Mechanistic Interpretability
Mechanistic interpretability is the project of treating a trained network's weights as a compiled program and decompiling it — recovering the human-understandable algorithms it learned, rather than just observing what it outputs.
The goal
Behavioral testing tells you what a model does on the inputs you tried; it says nothing about the mechanism, so it can't rule out a model that behaves on your evals and misbehaves elsewhere. Mechanistic interpretability aims for the inside view: identify the actual internal computation — which units represent what, and how they combine — so claims about a model rest on its wiring, not on a finite sample of its behavior.
Core concepts
The Zoom In agenda rests on three claims that, if true, make the network legible:
- Features — meaningful directions in activation space (a curve detector, a "dog ear," a sentiment direction). The bet is that these are real units of computation, not analyst projections. In practice features are often tangled by superposition, where a layer packs more features than it has neurons.
- Circuits — computational subgraphs that connect features through the weights, implementing a legible algorithm (e.g. assembling curves into a circle). See circuits for the worked examples.

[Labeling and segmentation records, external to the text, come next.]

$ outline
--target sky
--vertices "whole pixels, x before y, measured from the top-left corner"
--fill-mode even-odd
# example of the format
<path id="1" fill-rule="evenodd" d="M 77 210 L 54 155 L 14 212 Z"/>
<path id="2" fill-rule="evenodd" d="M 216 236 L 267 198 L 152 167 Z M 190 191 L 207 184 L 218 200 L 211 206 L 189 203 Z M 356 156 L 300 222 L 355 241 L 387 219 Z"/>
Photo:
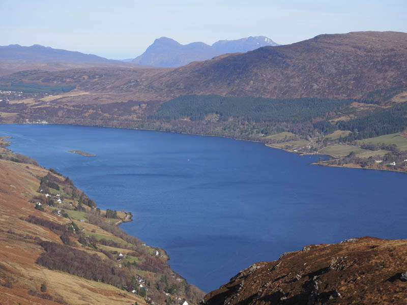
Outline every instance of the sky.
<path id="1" fill-rule="evenodd" d="M 0 0 L 0 45 L 40 44 L 134 58 L 156 38 L 211 45 L 265 36 L 280 44 L 322 34 L 407 32 L 405 0 Z"/>

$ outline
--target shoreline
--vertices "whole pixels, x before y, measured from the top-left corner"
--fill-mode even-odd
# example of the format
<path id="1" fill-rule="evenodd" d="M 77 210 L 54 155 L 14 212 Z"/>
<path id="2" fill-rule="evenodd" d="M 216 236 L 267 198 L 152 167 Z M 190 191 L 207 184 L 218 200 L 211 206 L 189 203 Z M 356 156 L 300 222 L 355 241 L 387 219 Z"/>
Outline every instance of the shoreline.
<path id="1" fill-rule="evenodd" d="M 28 124 L 26 123 L 0 123 L 0 124 L 4 124 L 4 125 L 28 125 L 32 124 Z M 43 124 L 43 125 L 45 125 L 45 124 Z M 273 144 L 266 143 L 265 142 L 260 141 L 260 140 L 248 140 L 246 139 L 239 139 L 239 138 L 233 138 L 232 137 L 228 137 L 227 136 L 220 136 L 217 135 L 207 135 L 207 134 L 196 134 L 196 133 L 189 133 L 187 132 L 179 132 L 176 131 L 165 131 L 162 130 L 157 130 L 156 129 L 150 129 L 147 128 L 120 128 L 120 127 L 114 127 L 111 126 L 97 126 L 97 125 L 82 125 L 81 124 L 64 124 L 64 123 L 48 123 L 46 124 L 48 125 L 67 125 L 67 126 L 83 126 L 83 127 L 100 127 L 102 128 L 113 128 L 114 129 L 125 129 L 127 130 L 140 130 L 140 131 L 155 131 L 157 132 L 164 132 L 164 133 L 176 133 L 176 134 L 184 134 L 184 135 L 189 135 L 191 136 L 204 136 L 204 137 L 216 137 L 218 138 L 224 138 L 225 139 L 230 139 L 232 140 L 236 140 L 238 141 L 245 141 L 247 142 L 252 142 L 253 143 L 262 143 L 265 146 L 266 146 L 268 147 L 271 148 L 276 148 L 277 149 L 280 149 L 281 150 L 284 150 L 286 152 L 289 152 L 290 154 L 295 154 L 298 155 L 299 156 L 311 156 L 311 155 L 315 155 L 315 156 L 328 156 L 333 159 L 340 159 L 337 157 L 335 157 L 334 156 L 332 156 L 331 155 L 329 155 L 328 154 L 319 154 L 317 152 L 302 152 L 301 151 L 293 151 L 292 150 L 290 150 L 289 149 L 287 149 L 286 148 L 284 148 L 282 147 L 279 147 L 278 146 L 274 146 Z M 12 138 L 12 137 L 7 137 L 7 138 Z M 5 141 L 7 142 L 7 141 Z M 7 145 L 8 146 L 8 145 Z M 335 165 L 328 165 L 327 164 L 324 164 L 322 162 L 319 163 L 318 162 L 313 162 L 312 163 L 309 163 L 311 165 L 321 165 L 322 166 L 327 166 L 327 167 L 340 167 L 340 168 L 360 168 L 362 169 L 375 169 L 377 170 L 385 170 L 385 171 L 394 171 L 394 172 L 397 172 L 400 173 L 407 173 L 407 171 L 403 171 L 403 170 L 398 170 L 395 169 L 388 169 L 386 168 L 375 168 L 372 167 L 356 167 L 354 166 L 335 166 Z"/>

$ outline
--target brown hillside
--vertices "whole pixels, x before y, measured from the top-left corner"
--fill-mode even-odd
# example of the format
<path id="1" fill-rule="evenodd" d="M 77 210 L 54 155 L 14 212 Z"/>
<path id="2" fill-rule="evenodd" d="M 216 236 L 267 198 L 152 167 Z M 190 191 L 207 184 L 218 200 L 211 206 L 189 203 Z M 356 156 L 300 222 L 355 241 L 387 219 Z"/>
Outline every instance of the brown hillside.
<path id="1" fill-rule="evenodd" d="M 407 240 L 352 238 L 263 262 L 207 294 L 205 305 L 405 304 Z"/>
<path id="2" fill-rule="evenodd" d="M 322 35 L 291 45 L 221 55 L 177 69 L 98 68 L 21 72 L 0 80 L 76 84 L 120 100 L 167 100 L 187 94 L 269 98 L 359 98 L 407 84 L 407 34 Z M 90 102 L 89 96 L 86 102 Z M 79 102 L 80 100 L 77 100 Z M 96 101 L 95 99 L 95 101 Z"/>
<path id="3" fill-rule="evenodd" d="M 202 299 L 203 291 L 170 269 L 165 251 L 108 224 L 107 210 L 97 216 L 84 203 L 79 209 L 89 201 L 72 181 L 5 145 L 0 141 L 0 304 L 179 305 Z M 129 221 L 127 213 L 110 212 L 117 223 Z"/>

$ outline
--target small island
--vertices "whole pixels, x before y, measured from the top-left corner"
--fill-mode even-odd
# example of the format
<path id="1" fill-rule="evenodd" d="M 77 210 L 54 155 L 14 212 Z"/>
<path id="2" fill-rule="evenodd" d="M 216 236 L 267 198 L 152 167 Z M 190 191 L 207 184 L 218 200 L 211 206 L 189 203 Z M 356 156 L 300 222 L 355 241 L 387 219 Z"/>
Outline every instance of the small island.
<path id="1" fill-rule="evenodd" d="M 68 150 L 70 152 L 73 152 L 74 154 L 76 154 L 77 155 L 80 155 L 81 156 L 83 156 L 83 157 L 94 157 L 96 156 L 96 155 L 94 155 L 93 154 L 90 154 L 89 152 L 86 152 L 86 151 L 82 151 L 82 150 Z"/>

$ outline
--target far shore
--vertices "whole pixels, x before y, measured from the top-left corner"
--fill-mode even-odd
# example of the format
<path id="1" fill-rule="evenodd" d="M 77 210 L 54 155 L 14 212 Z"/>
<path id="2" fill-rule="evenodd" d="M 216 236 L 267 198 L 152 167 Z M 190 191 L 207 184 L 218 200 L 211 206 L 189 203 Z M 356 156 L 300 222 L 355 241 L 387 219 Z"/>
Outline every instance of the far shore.
<path id="1" fill-rule="evenodd" d="M 26 125 L 25 124 L 21 124 L 21 123 L 0 123 L 2 124 L 19 124 L 19 125 Z M 287 152 L 290 152 L 291 154 L 296 154 L 299 156 L 306 156 L 306 155 L 313 155 L 313 156 L 327 156 L 333 159 L 338 159 L 337 157 L 335 157 L 334 156 L 332 156 L 328 154 L 319 154 L 317 152 L 303 152 L 301 151 L 294 151 L 292 150 L 288 149 L 286 148 L 284 148 L 283 147 L 280 147 L 274 145 L 273 144 L 266 143 L 260 140 L 248 140 L 247 139 L 240 139 L 239 138 L 233 138 L 232 137 L 228 137 L 227 136 L 220 136 L 218 135 L 207 135 L 207 134 L 196 134 L 196 133 L 189 133 L 187 132 L 176 132 L 176 131 L 162 131 L 162 130 L 157 130 L 156 129 L 150 129 L 147 128 L 121 128 L 120 127 L 114 127 L 111 126 L 95 126 L 95 125 L 82 125 L 80 124 L 64 124 L 64 123 L 50 123 L 49 125 L 72 125 L 72 126 L 86 126 L 86 127 L 102 127 L 103 128 L 114 128 L 115 129 L 127 129 L 128 130 L 141 130 L 141 131 L 156 131 L 159 132 L 164 132 L 164 133 L 179 133 L 181 134 L 185 134 L 185 135 L 190 135 L 193 136 L 205 136 L 205 137 L 216 137 L 218 138 L 225 138 L 226 139 L 231 139 L 232 140 L 237 140 L 239 141 L 246 141 L 247 142 L 252 142 L 254 143 L 263 143 L 265 146 L 272 148 L 277 148 L 278 149 L 280 149 L 282 150 L 284 150 Z M 5 138 L 11 138 L 12 137 L 7 137 Z M 1 138 L 0 138 L 1 139 Z M 72 152 L 72 151 L 71 151 Z M 343 166 L 338 166 L 335 165 L 333 164 L 324 164 L 323 161 L 322 162 L 313 162 L 312 163 L 310 163 L 310 164 L 312 165 L 321 165 L 323 166 L 329 166 L 331 167 L 341 167 L 341 168 L 361 168 L 361 169 L 376 169 L 378 170 L 386 170 L 386 171 L 394 171 L 397 172 L 401 172 L 401 173 L 406 173 L 407 172 L 402 170 L 398 170 L 395 169 L 386 169 L 386 168 L 372 168 L 372 167 L 361 167 L 360 166 L 356 166 L 356 164 L 352 165 L 344 165 Z"/>

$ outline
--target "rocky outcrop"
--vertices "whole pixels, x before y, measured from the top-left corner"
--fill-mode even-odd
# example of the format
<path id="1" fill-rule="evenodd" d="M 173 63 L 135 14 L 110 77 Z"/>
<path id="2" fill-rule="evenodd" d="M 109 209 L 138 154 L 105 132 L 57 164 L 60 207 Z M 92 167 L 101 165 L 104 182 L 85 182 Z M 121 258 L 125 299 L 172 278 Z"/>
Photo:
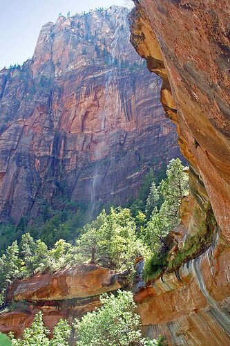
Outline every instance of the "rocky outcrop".
<path id="1" fill-rule="evenodd" d="M 137 284 L 145 333 L 164 334 L 170 345 L 230 340 L 229 10 L 224 1 L 142 0 L 131 16 L 133 45 L 162 78 L 161 101 L 191 165 L 178 248 L 211 232 L 210 203 L 218 225 L 202 254 Z"/>
<path id="2" fill-rule="evenodd" d="M 127 13 L 60 16 L 31 60 L 0 72 L 1 221 L 36 217 L 59 196 L 124 203 L 149 167 L 180 156 Z"/>
<path id="3" fill-rule="evenodd" d="M 19 305 L 12 312 L 0 314 L 0 331 L 21 336 L 40 310 L 51 331 L 61 318 L 71 323 L 74 318 L 99 307 L 101 294 L 124 286 L 126 275 L 106 268 L 82 265 L 15 280 L 8 289 L 7 302 L 13 300 Z"/>

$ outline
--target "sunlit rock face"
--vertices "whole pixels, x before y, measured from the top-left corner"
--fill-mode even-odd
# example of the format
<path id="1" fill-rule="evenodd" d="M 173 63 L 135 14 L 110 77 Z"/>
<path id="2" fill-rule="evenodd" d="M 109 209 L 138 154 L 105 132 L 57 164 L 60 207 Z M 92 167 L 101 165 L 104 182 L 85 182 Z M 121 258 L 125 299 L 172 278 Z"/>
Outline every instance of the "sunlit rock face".
<path id="1" fill-rule="evenodd" d="M 9 287 L 7 300 L 26 302 L 26 311 L 0 315 L 0 331 L 21 336 L 35 315 L 41 310 L 50 330 L 64 318 L 70 323 L 101 305 L 99 295 L 115 292 L 126 284 L 126 273 L 115 273 L 95 265 L 76 266 L 53 274 L 41 274 L 16 280 Z"/>
<path id="2" fill-rule="evenodd" d="M 129 43 L 128 12 L 61 16 L 31 60 L 0 72 L 2 221 L 36 217 L 63 194 L 125 202 L 150 166 L 180 156 L 160 82 Z"/>
<path id="3" fill-rule="evenodd" d="M 203 253 L 137 284 L 145 334 L 169 345 L 230 342 L 229 10 L 224 1 L 142 0 L 131 15 L 133 45 L 162 78 L 161 101 L 191 164 L 178 233 L 200 234 L 209 203 L 218 222 Z"/>

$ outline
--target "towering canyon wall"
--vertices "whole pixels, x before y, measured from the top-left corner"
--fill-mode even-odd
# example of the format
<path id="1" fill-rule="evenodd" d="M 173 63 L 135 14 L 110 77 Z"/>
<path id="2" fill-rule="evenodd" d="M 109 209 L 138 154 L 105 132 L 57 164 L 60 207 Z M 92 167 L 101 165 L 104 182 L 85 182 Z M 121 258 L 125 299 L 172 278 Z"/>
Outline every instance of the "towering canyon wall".
<path id="1" fill-rule="evenodd" d="M 120 203 L 180 156 L 160 82 L 129 43 L 128 10 L 44 25 L 32 60 L 0 72 L 0 219 L 42 201 Z"/>
<path id="2" fill-rule="evenodd" d="M 230 6 L 224 0 L 135 3 L 131 42 L 162 78 L 161 101 L 190 162 L 184 239 L 209 223 L 209 203 L 218 224 L 202 253 L 175 273 L 139 282 L 135 299 L 144 329 L 151 336 L 164 334 L 170 345 L 228 345 Z"/>

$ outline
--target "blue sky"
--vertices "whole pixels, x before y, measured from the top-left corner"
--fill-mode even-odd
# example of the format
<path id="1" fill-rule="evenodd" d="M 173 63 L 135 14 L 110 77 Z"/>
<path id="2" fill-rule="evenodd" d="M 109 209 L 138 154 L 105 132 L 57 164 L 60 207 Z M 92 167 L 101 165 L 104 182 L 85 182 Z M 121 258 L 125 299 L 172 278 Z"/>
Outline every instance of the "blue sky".
<path id="1" fill-rule="evenodd" d="M 0 69 L 32 57 L 41 27 L 59 13 L 124 5 L 124 0 L 0 0 Z"/>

- Universality — analogous features and circuits recur across different models and tasks, so findings generalize rather than being one-offs.
Why it matters for safety
If hidden goals or deceptive alignment leave a mechanistic fingerprint, circuit-level analysis could surface it even when behavioral evals are clean — an inside-view check on whether a model's stated reasoning matches its actual computation. That is the load-bearing safety case: a lie detector that reads the wiring, not the answers.
The honest status
This is promising but immature. Most rigorous results are on small models or narrow circuits; no one can currently decompile a frontier model end-to-end, and coverage of any large model is partial and labor-intensive. Superposition and scale remain open obstacles. Treat mechanistic interpretability as a serious bet on a hard problem — a direction with real early wins, not a deployed audit you can rely on today.